I am sure you remember this trench coat. This one was sent to me as a refashioning challenge by Portia – read the full post on her blog here, or I posted it here as well. I know she only paid £1 for this and I had great fun remaking it.
The final trench, based on a Burberry one Kate Middleton wears, had a large flounce around the hem. When I made this back in June, it was too hot to model it outside, so I’ve decided to try and do it justice with some more realistic pictures.
My chosen setting for wearing this coat was Holy Island (Lindisfarne), which is off the coast of Northumberland, near the Scottish border. It’s a beautiful place.

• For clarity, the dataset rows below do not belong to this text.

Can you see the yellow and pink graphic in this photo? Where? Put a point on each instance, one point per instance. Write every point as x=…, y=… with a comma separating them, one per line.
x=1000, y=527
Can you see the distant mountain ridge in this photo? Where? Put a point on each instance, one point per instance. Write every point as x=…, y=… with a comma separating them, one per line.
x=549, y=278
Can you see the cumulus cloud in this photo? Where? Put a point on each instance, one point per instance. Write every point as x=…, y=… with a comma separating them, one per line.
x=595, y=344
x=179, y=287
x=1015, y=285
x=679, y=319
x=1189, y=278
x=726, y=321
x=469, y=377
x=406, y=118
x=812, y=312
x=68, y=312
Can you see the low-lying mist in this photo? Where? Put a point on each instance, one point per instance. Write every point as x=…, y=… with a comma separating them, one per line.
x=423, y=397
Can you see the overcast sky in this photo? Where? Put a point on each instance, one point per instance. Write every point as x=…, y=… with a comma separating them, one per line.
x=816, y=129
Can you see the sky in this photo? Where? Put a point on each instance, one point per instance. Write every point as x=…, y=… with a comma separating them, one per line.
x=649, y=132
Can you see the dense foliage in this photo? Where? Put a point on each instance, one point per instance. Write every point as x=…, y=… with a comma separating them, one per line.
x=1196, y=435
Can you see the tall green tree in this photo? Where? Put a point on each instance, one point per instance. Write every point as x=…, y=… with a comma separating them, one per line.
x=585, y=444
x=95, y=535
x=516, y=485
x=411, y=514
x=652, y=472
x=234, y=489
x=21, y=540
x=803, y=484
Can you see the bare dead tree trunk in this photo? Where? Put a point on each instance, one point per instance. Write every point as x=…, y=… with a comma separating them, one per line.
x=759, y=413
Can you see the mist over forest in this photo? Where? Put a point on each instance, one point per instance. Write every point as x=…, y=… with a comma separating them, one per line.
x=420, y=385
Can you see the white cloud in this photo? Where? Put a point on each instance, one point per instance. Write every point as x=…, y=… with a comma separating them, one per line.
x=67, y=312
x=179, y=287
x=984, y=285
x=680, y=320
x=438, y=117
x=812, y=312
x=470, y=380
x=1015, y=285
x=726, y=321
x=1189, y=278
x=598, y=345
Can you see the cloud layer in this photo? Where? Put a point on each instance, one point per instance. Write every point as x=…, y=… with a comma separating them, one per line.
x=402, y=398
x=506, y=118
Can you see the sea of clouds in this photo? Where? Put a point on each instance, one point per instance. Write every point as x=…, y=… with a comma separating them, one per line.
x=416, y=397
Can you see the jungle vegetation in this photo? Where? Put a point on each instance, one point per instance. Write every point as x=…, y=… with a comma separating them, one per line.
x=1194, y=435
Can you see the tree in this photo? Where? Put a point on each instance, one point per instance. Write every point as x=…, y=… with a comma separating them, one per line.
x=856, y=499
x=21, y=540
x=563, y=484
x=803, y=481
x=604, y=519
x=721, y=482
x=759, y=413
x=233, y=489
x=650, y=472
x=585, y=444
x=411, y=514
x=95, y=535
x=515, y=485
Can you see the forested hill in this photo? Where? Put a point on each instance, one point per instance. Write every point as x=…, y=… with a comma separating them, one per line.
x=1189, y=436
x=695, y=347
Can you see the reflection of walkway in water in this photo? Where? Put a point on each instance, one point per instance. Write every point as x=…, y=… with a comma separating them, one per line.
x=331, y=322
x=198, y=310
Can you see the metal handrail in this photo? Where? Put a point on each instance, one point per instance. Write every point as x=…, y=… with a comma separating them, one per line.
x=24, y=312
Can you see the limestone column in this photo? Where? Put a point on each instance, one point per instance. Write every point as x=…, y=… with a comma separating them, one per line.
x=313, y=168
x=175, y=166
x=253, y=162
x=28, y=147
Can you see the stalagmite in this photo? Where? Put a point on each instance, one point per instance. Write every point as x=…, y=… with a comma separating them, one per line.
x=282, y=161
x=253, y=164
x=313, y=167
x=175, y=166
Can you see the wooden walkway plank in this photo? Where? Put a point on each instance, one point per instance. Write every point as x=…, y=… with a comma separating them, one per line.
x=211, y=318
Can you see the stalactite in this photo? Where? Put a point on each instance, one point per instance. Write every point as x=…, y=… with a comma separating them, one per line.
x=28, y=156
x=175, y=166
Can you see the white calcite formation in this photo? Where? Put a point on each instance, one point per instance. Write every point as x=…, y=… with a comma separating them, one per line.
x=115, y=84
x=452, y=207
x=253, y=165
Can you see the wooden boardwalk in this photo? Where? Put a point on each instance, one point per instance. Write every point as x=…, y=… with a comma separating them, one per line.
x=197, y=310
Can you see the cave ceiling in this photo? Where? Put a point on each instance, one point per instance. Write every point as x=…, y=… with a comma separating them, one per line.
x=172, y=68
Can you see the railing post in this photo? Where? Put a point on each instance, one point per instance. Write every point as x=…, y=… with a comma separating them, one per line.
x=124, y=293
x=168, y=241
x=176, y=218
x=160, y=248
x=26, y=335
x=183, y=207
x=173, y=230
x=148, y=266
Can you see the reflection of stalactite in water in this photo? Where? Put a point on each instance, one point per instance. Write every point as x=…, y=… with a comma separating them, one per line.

Relatively flat and windswept, the landscape is beautiful, topped off with the iconic Holy Island Castle. This unusual building was built as a fort in 1550 to defend us from the Scots and Norsemen! It was converted to a home by Arts and Crafts architect Sir Edwin Lutyens in 1901.
When we visited, the sun was glorious, but boy, was it windy… we struggled to take any outdoor pictures that showed the coat hanging in its natural state. This being the first time this coat had been worn outside I discovered a few things. The wind whipped the flounce around showing off the original garment’s interfacing which now makes a rather haphazard pattern on its reverse (the lining only reaches the top of the flounce – I didn’t think it would require lining too, but perhaps I was wrong). The gun flap could also do with a couple of stitches to keep it in place (you can see it gets caught by the wind below).
As a result of the rather inclement weather, I am looking a bit michelin-man like with the combination of the gale force wind behind me and the thick jumper I’m wearing underneath to keep the cold out. My photographer commented that fashion photoshoots often use big fans for fake wind to get some movement in the clothes… still, I think this is overkill…
Holy Island is also home to the former monastery Lindisfarne Priory, another iconic looking building. Built in the 12th Century on the site of a monastery established in 634 by St Aidan, its stones were ‘borrowed’ to build Holy Island Castle in the 16th Century when it fell out of use.